4. Avoid unnecessary complexity

Given the differences between industries and business models, it is not surprising that there are no hard and fast rules on the number of drivers to use in forecasting models. Restricting the use of drivers to only those elements of revenue or expense that have a major impact on profitability will obviously make it easier to maintain models. But anyone concerned that they may be overwhelmed by the complexity should remember that often a single driver, such as the number of sales orders, impacts the workload and resourcing needed across a number of different departments, such as order processing, dispatch, and receivables.
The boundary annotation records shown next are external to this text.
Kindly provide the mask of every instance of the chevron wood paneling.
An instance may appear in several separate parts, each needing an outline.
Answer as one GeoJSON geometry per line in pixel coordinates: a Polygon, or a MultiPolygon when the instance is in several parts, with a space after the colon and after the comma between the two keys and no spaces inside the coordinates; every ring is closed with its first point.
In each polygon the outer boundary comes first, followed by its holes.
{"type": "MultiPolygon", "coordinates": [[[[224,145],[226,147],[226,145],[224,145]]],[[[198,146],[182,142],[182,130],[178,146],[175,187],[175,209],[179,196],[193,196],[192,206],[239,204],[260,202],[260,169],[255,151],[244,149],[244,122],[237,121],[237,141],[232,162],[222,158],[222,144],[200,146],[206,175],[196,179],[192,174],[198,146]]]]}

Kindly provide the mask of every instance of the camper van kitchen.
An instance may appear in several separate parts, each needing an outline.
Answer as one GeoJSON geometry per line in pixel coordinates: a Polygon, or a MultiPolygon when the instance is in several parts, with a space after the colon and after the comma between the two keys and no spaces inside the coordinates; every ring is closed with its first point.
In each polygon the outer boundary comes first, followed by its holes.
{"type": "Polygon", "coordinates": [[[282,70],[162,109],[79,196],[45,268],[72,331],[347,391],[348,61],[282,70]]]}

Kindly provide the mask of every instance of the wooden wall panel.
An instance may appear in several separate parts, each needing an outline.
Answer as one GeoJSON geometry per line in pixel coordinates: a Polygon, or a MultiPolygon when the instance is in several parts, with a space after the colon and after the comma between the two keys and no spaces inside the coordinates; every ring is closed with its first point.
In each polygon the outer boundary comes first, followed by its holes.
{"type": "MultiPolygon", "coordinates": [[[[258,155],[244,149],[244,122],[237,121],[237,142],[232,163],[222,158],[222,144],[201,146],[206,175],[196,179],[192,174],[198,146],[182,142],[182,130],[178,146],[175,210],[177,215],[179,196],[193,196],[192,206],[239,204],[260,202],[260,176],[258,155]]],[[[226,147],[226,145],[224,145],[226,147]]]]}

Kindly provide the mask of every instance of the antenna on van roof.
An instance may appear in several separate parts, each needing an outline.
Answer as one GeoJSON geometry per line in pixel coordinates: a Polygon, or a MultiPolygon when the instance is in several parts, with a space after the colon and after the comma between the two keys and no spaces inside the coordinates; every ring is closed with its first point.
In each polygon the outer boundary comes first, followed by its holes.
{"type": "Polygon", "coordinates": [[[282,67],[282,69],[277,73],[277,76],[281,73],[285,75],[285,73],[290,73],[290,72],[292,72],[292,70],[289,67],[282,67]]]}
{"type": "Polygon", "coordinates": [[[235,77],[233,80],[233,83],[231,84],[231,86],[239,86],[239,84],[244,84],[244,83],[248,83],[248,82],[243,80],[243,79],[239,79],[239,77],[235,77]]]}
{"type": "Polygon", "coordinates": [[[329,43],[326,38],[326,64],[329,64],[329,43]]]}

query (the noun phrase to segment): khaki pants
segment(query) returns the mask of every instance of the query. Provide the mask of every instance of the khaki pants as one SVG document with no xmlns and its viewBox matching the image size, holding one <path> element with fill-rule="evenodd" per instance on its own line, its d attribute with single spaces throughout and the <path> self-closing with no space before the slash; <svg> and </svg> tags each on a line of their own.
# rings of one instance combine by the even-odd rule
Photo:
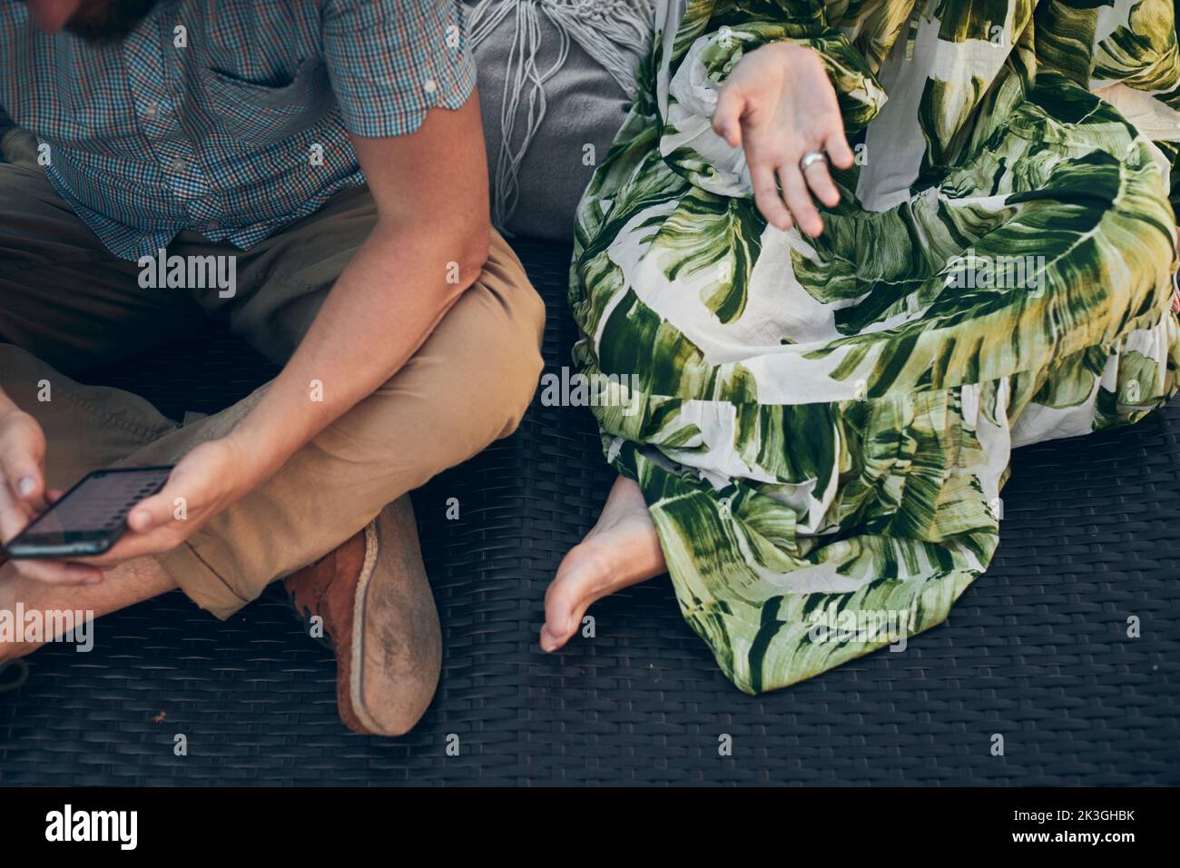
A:
<svg viewBox="0 0 1180 868">
<path fill-rule="evenodd" d="M 107 253 L 46 181 L 33 137 L 12 130 L 2 146 L 9 162 L 0 163 L 0 387 L 45 430 L 53 488 L 112 464 L 175 463 L 227 433 L 266 390 L 177 425 L 136 394 L 68 374 L 164 341 L 183 345 L 194 322 L 214 313 L 283 363 L 376 220 L 372 196 L 359 188 L 247 252 L 183 233 L 170 255 L 237 256 L 236 296 L 144 289 L 139 267 Z M 198 606 L 228 618 L 387 503 L 511 433 L 540 373 L 543 326 L 540 299 L 493 231 L 479 280 L 392 379 L 159 562 Z M 201 353 L 194 344 L 194 366 Z M 38 400 L 42 380 L 48 402 Z"/>
</svg>

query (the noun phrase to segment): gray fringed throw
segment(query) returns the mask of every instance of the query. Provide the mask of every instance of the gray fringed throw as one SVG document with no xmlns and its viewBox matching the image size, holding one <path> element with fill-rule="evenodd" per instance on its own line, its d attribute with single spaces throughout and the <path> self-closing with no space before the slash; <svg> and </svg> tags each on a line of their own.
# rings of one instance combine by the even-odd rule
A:
<svg viewBox="0 0 1180 868">
<path fill-rule="evenodd" d="M 556 63 L 537 65 L 542 44 L 540 15 L 557 30 L 560 43 Z M 496 155 L 492 222 L 506 226 L 519 196 L 518 172 L 537 130 L 545 118 L 545 81 L 576 41 L 610 73 L 628 97 L 635 94 L 635 64 L 651 39 L 654 0 L 479 0 L 467 13 L 467 33 L 474 51 L 505 18 L 512 15 L 516 32 L 509 53 L 500 112 L 500 148 Z M 527 109 L 524 130 L 516 131 L 522 103 Z"/>
</svg>

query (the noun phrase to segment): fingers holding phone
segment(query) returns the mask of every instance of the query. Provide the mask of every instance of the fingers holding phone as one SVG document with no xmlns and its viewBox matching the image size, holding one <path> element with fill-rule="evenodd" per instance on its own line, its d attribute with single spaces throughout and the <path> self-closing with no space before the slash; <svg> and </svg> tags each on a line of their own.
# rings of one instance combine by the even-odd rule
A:
<svg viewBox="0 0 1180 868">
<path fill-rule="evenodd" d="M 0 405 L 0 541 L 6 544 L 59 496 L 45 489 L 45 433 L 32 416 Z M 103 573 L 81 563 L 17 561 L 17 570 L 51 585 L 93 585 Z"/>
</svg>

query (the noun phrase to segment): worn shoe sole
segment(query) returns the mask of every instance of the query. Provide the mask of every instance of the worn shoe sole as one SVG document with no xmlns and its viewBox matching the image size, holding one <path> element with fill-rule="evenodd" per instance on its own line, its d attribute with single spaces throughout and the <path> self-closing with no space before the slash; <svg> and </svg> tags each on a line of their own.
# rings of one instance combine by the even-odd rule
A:
<svg viewBox="0 0 1180 868">
<path fill-rule="evenodd" d="M 409 496 L 365 528 L 347 659 L 336 679 L 340 718 L 354 732 L 401 736 L 426 712 L 442 665 L 442 634 Z"/>
</svg>

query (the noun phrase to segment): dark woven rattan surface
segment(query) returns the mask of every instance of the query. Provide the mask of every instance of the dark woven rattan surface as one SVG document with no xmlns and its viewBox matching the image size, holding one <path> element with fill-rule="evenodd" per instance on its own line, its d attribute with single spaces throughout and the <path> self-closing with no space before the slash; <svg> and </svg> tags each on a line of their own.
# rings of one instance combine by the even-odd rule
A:
<svg viewBox="0 0 1180 868">
<path fill-rule="evenodd" d="M 517 249 L 549 302 L 558 370 L 575 338 L 569 250 Z M 240 345 L 209 340 L 101 379 L 179 416 L 268 376 Z M 748 697 L 719 674 L 667 579 L 594 607 L 596 638 L 539 651 L 545 586 L 611 472 L 588 410 L 537 402 L 511 439 L 414 496 L 446 647 L 409 736 L 339 723 L 334 660 L 276 588 L 225 624 L 176 593 L 101 620 L 88 654 L 30 658 L 30 681 L 0 696 L 0 783 L 1176 784 L 1178 431 L 1173 404 L 1018 451 L 999 552 L 946 624 L 904 653 Z M 188 756 L 173 755 L 177 733 Z M 723 733 L 732 756 L 719 755 Z"/>
</svg>

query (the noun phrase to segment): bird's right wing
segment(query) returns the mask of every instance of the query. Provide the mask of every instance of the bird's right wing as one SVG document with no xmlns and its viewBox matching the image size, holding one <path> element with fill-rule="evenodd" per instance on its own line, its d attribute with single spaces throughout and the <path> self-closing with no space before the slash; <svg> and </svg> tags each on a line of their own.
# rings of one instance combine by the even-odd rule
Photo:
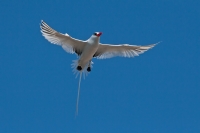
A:
<svg viewBox="0 0 200 133">
<path fill-rule="evenodd" d="M 123 45 L 99 44 L 99 47 L 96 53 L 94 54 L 94 57 L 96 57 L 97 59 L 106 59 L 115 56 L 134 57 L 153 48 L 156 44 L 151 44 L 146 46 L 137 46 L 128 44 L 123 44 Z"/>
<path fill-rule="evenodd" d="M 68 53 L 81 55 L 86 45 L 86 41 L 72 38 L 68 34 L 59 33 L 48 26 L 43 20 L 41 21 L 40 28 L 42 35 L 49 42 L 62 46 L 62 48 Z"/>
</svg>

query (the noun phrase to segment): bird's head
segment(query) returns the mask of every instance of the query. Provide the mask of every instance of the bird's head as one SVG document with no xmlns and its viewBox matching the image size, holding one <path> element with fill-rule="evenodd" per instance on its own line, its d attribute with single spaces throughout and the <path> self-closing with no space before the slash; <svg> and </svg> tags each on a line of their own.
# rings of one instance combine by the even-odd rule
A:
<svg viewBox="0 0 200 133">
<path fill-rule="evenodd" d="M 102 32 L 94 32 L 93 35 L 96 36 L 96 37 L 100 37 L 102 35 Z"/>
</svg>

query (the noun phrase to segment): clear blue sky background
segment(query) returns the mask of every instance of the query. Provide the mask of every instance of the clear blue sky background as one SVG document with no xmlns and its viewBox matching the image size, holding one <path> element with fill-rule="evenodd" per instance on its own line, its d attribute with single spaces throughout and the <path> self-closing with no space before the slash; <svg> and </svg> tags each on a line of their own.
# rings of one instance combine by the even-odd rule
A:
<svg viewBox="0 0 200 133">
<path fill-rule="evenodd" d="M 199 0 L 1 0 L 1 133 L 199 133 Z M 94 59 L 75 119 L 76 55 L 39 23 L 86 40 L 147 45 L 135 58 Z"/>
</svg>

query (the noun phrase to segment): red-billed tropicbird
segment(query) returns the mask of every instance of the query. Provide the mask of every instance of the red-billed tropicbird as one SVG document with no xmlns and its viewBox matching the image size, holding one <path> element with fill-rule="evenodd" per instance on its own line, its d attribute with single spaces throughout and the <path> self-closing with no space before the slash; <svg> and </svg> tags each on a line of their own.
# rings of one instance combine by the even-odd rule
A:
<svg viewBox="0 0 200 133">
<path fill-rule="evenodd" d="M 78 96 L 76 104 L 76 114 L 78 114 L 78 101 L 80 92 L 80 82 L 82 72 L 90 72 L 92 58 L 106 59 L 115 56 L 122 57 L 134 57 L 141 53 L 154 47 L 156 44 L 146 45 L 146 46 L 136 46 L 129 44 L 122 45 L 110 45 L 101 44 L 99 42 L 102 32 L 95 32 L 92 36 L 86 40 L 78 40 L 72 38 L 68 34 L 62 34 L 57 32 L 48 26 L 43 20 L 41 21 L 41 32 L 42 35 L 51 43 L 62 46 L 62 48 L 68 53 L 76 53 L 78 55 L 78 60 L 75 60 L 72 67 L 76 72 L 80 72 Z"/>
</svg>

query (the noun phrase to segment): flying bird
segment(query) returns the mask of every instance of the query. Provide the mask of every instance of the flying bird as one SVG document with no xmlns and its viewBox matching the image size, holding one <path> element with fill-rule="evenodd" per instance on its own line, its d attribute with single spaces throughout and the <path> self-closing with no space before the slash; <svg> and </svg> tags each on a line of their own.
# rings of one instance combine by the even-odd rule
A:
<svg viewBox="0 0 200 133">
<path fill-rule="evenodd" d="M 76 114 L 78 114 L 78 101 L 80 93 L 80 83 L 82 73 L 88 74 L 92 69 L 92 59 L 106 59 L 112 58 L 115 56 L 121 57 L 135 57 L 139 54 L 144 53 L 145 51 L 153 48 L 156 44 L 146 45 L 146 46 L 137 46 L 129 44 L 121 45 L 111 45 L 111 44 L 101 44 L 100 36 L 102 32 L 94 32 L 92 36 L 86 40 L 78 40 L 72 38 L 67 33 L 62 34 L 52 29 L 47 25 L 43 20 L 41 21 L 41 32 L 45 39 L 49 42 L 60 45 L 66 52 L 71 54 L 77 54 L 78 59 L 74 60 L 72 63 L 72 68 L 75 73 L 80 74 L 79 78 L 79 87 L 78 87 L 78 96 L 76 104 Z"/>
</svg>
5. Include the critical external drivers

Whenever you visit a site protected by security cameras, you can be sure that some of them will be monitoring what is happening well beyond the perimeter fence. Good forecasting models should do the same by incorporating quantified figures for market size and market growth, and perhaps even some of the higher order factors that directly impact them. For instance, a company marketing infant nutrition might track the number of babies born each month in order to quantify the size of the available market in the immediate future.

I’ve already mentioned that the lack of transparency into driver-based forecasting models has been an issue that has slowed their adoption. It is still a problem when forecasting models are built in spreadsheets, as the logic is hidden deep in individual cells. However, platforms such as Anaplan have taken a different approach by keeping rules in a central store so users working with the model and managers wanting to review a model can quickly find and understand all the underlying logic. In the most recent release, navigating around a model has been made even easier with the introduction of model maps.

These provide visual representations of the connections between different elements of the plan—for example, how a driver, such as workforce benefit percentages, connects to workforce expenses. I guess you could say they do the same job as a wiring diagram that shows how security cameras are networked together.